15 Feb El ‘muro’ de la crianza

En los kilómetros 30 o 35 de una maratón, muchas de las corredoras ven fallar sus fuerzas y flaquea fuertemente su energía y motivación. Algunas se verán obligadas a bajar drásticamente el ritmo y otras a retirarse de la carrera. El motivo es el desgaste energético y muscular y, el más importante, la erosión psicológica: la pérdida de motivación y sentido. Ese es el muro de la maratón. Igualmente, considero que existe el muro de la crianza, y se da en el mes 15 o 18 del bebé. ¿Quieres saber cómo sobrepasar ese muro?
La crianza es una carrera de fondo, y empieza con una pendiente fuerte: el posparto. El punto de partida y tu posición de salida en la carrera vendrán influenciados por el tipo de parto y la vivencia de este. Para ser más exactos, el pistoletazo de salida empieza en el embarazo. Con el pasar de los meses habrá cambios de pendiente que requerirán adaptaciones de ritmo, como por ejemplo: la etapa de introducción alimentaria, el posible malestar por la dentición, el inicio del trabajo de la mamá, la adaptación con la madre de día, el grupo de crianza o la guardería, o las infecciones por procesos virales habituales en la infancia. Así como también los cambios en su movilidad y desarrollo motriz, que le hacen estar más activo. ¡Ánimo!
En el mes 15 o 18 es claro y manifiesto el desgaste en muchas mujeres. Si realiza colecho, es probable que sus bebés se despierten para mamar entre 4 y 8 veces en la noche. ¡Eso si no hay molestias asociadas a la dentición, fiebre o catarro que les dificulte respirar! La pareja, pero especialmente la mamá, se convertirá en una zombi si esos microdespertares de su bebé acaban alterando su ritmo de sueño. Este muro es característico en la mamá lactante y la que realiza colecho. El primer año te ves con energía y con ánimo para aguantarlo, pero luego te encuentras con ese muro y deberás tener aliento o estrategia para sobrepasarlo. ¡Ánimo!
La perspectiva es una cuando estás inmersa en la carrera, y solemos pensar que la problemática está en la falta de sueño del lactante. – ¡Si no se despertase tanto en la noche mi bebé, descansaría mejor y todo sería diferente! Empieza otra carrera paralela, dedicada a buscar métodos y remedios para conseguir que el lactante y el colechante duerman del tirón. En la farmacología convencional no hay gran cosa; algún insensato ha podido recomendar antihistamínicos a un bebé por su acción somnífera. Otros recomiendan preparados con melatonina.
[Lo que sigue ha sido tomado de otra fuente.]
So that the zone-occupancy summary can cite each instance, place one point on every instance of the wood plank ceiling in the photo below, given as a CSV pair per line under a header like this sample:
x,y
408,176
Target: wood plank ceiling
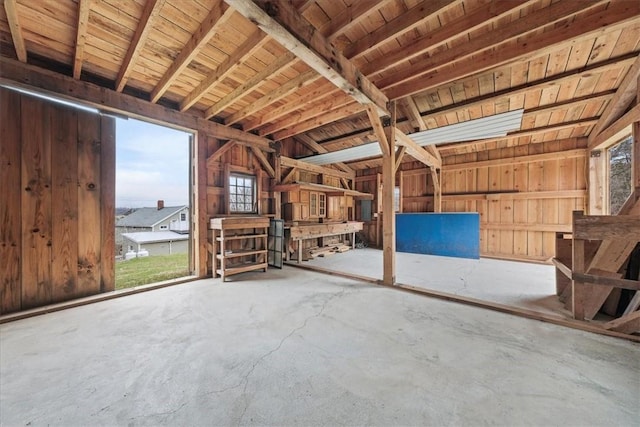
x,y
443,61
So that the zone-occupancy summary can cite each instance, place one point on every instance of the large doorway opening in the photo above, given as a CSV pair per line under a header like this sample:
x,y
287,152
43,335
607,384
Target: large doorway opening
x,y
153,211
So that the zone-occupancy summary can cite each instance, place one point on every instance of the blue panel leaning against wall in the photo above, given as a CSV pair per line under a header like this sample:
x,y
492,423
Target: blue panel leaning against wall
x,y
446,234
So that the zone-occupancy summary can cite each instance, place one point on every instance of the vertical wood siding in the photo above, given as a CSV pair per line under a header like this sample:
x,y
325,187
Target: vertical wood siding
x,y
56,203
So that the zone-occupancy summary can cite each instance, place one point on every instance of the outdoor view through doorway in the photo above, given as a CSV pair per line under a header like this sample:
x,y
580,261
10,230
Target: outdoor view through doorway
x,y
152,227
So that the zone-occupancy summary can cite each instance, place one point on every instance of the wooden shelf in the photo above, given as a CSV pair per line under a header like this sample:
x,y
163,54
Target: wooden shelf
x,y
241,253
229,271
239,245
240,237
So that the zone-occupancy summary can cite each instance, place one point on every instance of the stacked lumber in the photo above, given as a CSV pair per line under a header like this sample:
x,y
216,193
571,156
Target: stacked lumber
x,y
328,250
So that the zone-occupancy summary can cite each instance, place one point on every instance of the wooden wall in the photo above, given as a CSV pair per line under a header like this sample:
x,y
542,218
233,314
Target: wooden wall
x,y
524,194
57,169
222,157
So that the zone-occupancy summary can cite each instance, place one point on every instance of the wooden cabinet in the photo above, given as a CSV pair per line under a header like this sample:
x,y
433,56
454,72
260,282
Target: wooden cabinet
x,y
239,245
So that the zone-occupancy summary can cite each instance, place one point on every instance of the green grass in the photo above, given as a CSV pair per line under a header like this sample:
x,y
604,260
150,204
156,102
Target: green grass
x,y
151,269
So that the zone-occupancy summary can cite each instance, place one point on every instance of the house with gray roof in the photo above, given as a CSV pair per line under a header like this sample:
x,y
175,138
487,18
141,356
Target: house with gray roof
x,y
160,218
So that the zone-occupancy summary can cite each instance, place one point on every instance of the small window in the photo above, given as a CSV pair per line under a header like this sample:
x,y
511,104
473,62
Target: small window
x,y
620,160
242,193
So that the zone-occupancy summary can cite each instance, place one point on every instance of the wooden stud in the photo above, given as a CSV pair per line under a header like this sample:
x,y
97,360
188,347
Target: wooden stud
x,y
399,155
16,29
437,190
198,40
84,6
10,201
388,212
64,204
36,203
107,202
296,34
149,14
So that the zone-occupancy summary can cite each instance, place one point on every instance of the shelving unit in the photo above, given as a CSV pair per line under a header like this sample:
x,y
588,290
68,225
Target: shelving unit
x,y
239,245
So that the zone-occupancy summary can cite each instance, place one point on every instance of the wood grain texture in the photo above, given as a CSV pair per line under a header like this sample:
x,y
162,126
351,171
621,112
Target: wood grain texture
x,y
36,203
90,212
107,160
64,204
10,202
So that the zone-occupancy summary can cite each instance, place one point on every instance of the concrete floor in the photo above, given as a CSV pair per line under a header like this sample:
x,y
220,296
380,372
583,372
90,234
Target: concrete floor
x,y
291,347
518,284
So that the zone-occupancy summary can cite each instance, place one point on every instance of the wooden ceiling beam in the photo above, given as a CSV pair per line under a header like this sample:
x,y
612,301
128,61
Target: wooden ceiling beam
x,y
411,110
398,26
198,40
319,149
250,84
283,23
226,67
264,162
84,6
286,89
624,96
597,22
616,130
150,12
316,122
548,82
309,112
16,29
378,129
317,94
416,151
441,36
349,17
522,133
300,164
486,42
14,73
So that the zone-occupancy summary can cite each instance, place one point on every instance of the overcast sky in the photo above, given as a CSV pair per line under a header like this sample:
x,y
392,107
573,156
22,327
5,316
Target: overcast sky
x,y
152,163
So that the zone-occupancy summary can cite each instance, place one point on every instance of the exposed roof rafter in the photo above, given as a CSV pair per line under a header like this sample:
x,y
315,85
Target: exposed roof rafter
x,y
84,6
150,12
16,29
198,40
295,33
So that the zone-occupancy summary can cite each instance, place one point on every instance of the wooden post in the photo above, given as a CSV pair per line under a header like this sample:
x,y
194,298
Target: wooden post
x,y
388,213
277,196
437,190
635,167
578,267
Y los que prefieren la farmacia verde buscarán flores de Bach, aceites esenciales, homeopatía o preparados de fitoterapia (pasiflora, melisa, tila,…). ¡Cuidado con empastillar a un bebé si no te lo ha pedido, ya sea a través de la farmacia convencional o la verde, por inocua que parezca!
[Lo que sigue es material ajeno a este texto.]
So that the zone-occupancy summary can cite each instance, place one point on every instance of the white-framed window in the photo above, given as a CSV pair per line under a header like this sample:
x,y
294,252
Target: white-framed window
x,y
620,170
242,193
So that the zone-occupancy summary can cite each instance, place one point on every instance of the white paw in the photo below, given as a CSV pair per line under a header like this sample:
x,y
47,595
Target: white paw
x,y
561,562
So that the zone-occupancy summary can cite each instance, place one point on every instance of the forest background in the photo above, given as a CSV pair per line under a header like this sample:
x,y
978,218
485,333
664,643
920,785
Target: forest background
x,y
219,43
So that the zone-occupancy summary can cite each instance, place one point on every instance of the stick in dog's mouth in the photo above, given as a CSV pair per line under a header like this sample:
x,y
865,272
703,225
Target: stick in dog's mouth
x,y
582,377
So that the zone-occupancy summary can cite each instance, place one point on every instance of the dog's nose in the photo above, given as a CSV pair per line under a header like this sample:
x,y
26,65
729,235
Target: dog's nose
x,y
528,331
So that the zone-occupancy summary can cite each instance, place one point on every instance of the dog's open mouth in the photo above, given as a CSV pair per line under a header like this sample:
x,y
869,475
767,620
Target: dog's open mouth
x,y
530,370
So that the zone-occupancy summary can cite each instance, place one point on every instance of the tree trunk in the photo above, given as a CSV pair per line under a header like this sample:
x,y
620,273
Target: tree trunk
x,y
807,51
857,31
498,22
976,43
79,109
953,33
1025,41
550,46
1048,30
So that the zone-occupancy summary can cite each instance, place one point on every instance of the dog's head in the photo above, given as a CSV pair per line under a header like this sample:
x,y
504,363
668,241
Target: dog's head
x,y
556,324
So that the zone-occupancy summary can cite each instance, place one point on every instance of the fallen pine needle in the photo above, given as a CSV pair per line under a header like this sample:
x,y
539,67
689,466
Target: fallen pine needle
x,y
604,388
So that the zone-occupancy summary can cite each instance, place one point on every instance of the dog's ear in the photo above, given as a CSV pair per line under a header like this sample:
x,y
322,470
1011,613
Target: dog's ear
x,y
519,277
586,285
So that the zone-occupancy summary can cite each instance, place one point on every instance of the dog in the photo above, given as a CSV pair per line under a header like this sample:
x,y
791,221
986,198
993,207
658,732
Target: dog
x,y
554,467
Ponemos en el centro de la problemática al bebé y a su ritmo de sueño, y no solemos tener una mirada amplia, integrada y sistémica de la situación. Considero que el acento está en apuntalar y dar soporte a la mamá, así como también al conjunto de la pareja. Me preguntaría: ¿qué necesita esta mamá lactante? ¿Cómo se siente? ¿Cómo está viviendo la crianza? ¿Qué red de soporte y qué tribu tiene?
Si algo puede definir la etapa de la crianza es la presencia y la puesta en escena de la duda y la dualidad: “Quiero seguir dándole el pecho, pero me agota mucho ofrecerle en la noche. ¡No quiero dejar la lactancia!… pero mi pareja dice que debería, para descansar.” Mamá y pareja, durante la crianza, también necesitan ser sostenidos, comprendidos, acompañados y animados. Cuando el ánimo desciende, deberíamos sostener la situación a través de la estrategia. Podemos poner encima de la mesa la posibilidad de modificar el patrón de lactancia nocturna y dar paso a la participación de la pareja. Se requerirá también que la mamá tenga un espacio para ella, para desconectar y restaurar energías.
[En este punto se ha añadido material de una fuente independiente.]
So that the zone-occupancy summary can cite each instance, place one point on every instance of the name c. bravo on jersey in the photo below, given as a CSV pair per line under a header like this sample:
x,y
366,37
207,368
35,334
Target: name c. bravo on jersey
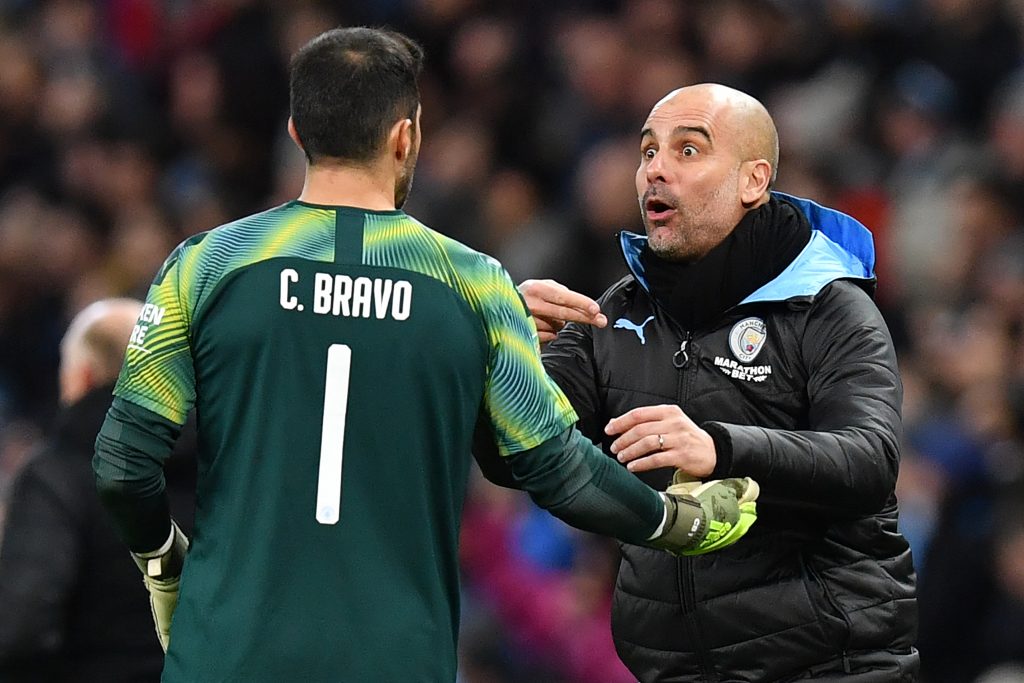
x,y
349,297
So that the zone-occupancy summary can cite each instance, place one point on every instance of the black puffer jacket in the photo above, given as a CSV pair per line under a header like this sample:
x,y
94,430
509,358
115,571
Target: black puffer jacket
x,y
799,387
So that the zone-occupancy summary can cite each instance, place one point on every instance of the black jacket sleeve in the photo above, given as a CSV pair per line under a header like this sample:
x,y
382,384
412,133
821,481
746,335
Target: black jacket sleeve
x,y
848,459
39,557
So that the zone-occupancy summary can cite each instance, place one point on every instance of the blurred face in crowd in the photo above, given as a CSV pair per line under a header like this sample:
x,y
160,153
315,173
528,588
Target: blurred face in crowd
x,y
708,154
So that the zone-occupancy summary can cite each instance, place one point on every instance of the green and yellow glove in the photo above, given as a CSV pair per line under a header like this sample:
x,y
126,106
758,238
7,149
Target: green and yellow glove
x,y
161,573
707,516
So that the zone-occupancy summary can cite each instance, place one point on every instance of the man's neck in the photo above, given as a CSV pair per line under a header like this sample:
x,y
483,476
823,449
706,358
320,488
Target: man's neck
x,y
358,186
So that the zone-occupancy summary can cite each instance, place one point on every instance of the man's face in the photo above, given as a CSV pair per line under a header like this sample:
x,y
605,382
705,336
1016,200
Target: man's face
x,y
688,179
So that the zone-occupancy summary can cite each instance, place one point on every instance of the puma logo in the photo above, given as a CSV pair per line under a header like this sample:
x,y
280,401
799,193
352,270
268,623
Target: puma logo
x,y
622,323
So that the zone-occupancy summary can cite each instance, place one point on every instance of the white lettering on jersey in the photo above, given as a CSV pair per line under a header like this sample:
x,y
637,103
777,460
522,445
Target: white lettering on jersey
x,y
288,301
347,297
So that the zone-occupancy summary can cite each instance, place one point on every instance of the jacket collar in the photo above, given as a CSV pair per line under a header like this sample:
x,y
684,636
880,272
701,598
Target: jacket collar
x,y
840,248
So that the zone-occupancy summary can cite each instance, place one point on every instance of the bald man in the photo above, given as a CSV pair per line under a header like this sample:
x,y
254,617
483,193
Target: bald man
x,y
72,604
744,342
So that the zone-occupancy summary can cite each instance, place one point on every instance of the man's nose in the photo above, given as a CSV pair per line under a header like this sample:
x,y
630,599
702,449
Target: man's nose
x,y
655,170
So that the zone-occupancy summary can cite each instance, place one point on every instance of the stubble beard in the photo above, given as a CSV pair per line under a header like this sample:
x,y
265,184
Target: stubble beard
x,y
691,231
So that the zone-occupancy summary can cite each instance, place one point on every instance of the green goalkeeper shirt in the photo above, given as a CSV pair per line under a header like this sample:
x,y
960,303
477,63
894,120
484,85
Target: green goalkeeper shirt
x,y
338,359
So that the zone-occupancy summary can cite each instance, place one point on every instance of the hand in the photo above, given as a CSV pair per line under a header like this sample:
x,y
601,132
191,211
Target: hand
x,y
161,573
552,305
709,516
655,436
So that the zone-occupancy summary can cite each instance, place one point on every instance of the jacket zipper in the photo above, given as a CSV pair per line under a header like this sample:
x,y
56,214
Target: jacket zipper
x,y
687,590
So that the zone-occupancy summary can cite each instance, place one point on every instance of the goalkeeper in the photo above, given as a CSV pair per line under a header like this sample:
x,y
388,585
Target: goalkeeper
x,y
340,355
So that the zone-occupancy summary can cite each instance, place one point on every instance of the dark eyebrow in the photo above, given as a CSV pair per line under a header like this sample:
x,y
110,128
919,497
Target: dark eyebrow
x,y
681,130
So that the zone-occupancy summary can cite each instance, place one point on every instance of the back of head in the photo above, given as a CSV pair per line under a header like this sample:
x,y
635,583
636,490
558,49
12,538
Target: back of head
x,y
93,348
348,87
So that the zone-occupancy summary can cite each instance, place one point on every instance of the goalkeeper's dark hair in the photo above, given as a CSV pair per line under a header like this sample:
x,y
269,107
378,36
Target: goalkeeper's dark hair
x,y
348,87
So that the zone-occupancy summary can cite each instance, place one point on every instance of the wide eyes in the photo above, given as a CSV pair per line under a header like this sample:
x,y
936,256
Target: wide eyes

En atletismo, una liebre es un corredor amigo que está a tu lado y te ayuda a marcar el ritmo, y su mera presencia te impulsa. Antes, este papel de liebre lo realizaba el conjunto de la tribu, y la mirada empática, perspicaz y validante de otras mujeres con experiencia. Diría que hemos perdido parte de esta red influyente que hace la función de liebre. Buscamos nuevas estrategias: consultando a profesionales y coach, siguiendo a mamás blogueras o sumergiéndonos en el mar de información de internet.
Os animo a que creéis red a través de grupos de lactancia y espacios abiertos de crianza, ¡son como chutarte un gel energético! ¡Ánimo, que lo estáis haciendo muy bien!